RFR: 8160821: VarHandle accesses are penalized when argument conversion is required [v3]
Chen Liang
liach at openjdk.org
Tue Dec 2 22:10:31 UTC 2025
On Tue, 2 Dec 2025 20:12:12 GMT, Vladimir Ivanov <vlivanov at openjdk.org> wrote:
>> No. The avoidance of cache update simply trims down the generated code by throwing away the meaningless cache update.
>>
>> The access to cache is already safeguarded by `constant == MethodHandleImpl.CONSTANT_YES`. I should have moved `var cache = adaptedMh;` into the if block of `constant == CONSTANT_YES`.
>
> I still find it confusing, especially tri-state logic part.
>
> For background, `isCompileConstant` was introduced as part of LF sharing effort to get rid of Java-level profiling in optimized code.
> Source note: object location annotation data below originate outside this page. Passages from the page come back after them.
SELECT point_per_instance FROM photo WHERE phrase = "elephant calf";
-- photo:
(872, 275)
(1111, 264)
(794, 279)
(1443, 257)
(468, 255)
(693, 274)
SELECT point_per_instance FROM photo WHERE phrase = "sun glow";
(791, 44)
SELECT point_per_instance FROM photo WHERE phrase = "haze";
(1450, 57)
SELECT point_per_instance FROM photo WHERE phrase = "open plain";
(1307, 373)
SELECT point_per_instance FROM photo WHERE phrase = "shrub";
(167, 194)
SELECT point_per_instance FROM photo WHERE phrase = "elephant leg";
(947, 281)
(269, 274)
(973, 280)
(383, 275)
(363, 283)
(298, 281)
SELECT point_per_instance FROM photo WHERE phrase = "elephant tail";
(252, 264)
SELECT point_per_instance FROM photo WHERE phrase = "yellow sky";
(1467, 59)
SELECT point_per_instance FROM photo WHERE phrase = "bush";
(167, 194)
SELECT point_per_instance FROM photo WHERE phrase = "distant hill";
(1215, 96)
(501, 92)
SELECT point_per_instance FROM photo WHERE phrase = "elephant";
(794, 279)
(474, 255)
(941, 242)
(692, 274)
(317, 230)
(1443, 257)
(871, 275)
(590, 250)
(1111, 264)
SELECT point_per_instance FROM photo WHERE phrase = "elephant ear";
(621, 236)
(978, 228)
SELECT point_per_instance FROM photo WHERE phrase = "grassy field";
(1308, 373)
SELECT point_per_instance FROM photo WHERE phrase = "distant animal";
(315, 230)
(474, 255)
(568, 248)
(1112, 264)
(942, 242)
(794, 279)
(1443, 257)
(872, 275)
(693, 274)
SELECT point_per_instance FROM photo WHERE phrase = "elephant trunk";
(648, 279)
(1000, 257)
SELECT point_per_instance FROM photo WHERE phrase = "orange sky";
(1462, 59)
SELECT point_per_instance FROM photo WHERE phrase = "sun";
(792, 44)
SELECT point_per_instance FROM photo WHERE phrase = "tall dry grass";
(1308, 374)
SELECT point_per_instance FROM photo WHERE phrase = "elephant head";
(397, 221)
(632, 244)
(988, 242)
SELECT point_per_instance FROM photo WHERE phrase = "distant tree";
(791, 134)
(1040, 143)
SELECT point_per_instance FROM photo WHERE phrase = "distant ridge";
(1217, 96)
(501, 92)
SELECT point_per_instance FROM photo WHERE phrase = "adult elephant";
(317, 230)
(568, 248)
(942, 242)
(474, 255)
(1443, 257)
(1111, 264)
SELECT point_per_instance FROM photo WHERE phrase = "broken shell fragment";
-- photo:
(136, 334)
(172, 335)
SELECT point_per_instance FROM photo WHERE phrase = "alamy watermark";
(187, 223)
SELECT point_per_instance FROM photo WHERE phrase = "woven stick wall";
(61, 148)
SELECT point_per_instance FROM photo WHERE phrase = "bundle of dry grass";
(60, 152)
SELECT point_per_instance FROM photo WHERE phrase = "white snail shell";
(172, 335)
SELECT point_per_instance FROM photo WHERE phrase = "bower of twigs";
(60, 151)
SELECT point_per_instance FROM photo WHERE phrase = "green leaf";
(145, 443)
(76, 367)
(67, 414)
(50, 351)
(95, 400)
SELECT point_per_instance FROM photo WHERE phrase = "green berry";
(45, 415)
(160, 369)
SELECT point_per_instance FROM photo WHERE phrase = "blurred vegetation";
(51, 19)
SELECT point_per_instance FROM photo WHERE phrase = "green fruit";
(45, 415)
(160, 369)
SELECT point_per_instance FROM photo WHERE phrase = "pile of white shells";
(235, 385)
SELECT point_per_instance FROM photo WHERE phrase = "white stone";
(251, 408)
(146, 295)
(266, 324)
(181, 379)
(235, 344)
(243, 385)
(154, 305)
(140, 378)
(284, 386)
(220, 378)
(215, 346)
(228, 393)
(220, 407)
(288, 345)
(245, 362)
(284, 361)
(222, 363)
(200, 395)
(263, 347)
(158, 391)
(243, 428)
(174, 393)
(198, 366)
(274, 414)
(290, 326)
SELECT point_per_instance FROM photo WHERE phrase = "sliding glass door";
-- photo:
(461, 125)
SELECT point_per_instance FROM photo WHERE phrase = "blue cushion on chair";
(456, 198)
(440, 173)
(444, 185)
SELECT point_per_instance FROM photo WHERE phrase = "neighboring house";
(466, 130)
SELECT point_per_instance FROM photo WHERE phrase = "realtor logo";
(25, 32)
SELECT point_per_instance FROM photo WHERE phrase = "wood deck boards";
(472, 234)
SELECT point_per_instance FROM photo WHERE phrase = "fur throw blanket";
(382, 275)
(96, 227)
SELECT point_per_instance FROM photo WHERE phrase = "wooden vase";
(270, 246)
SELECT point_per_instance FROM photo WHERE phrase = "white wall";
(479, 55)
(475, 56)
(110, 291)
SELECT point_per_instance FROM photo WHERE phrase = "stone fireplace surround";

The pattern is was designed for was:
>
> if (isCompileConstant(...)) {
> return ...;
> } else {
> ... // do some extra work (either in interpreter, C1, or not-fully-optimized version in C2)
> }
>
>
> In this patch, you don't follow that pattern and aadd new state (`CONSTANT_PENDING`) to distinguish interpreter/C1 from C2. What's the motivation? Why do you want to avoid cache updates coming from C2-generated code?
I am assuming that if C2 determines this `vh` is not a constant, we can drop it. Is that a right way to move along, or could C2 transition from "not a constant" to "is a constant" during the phases?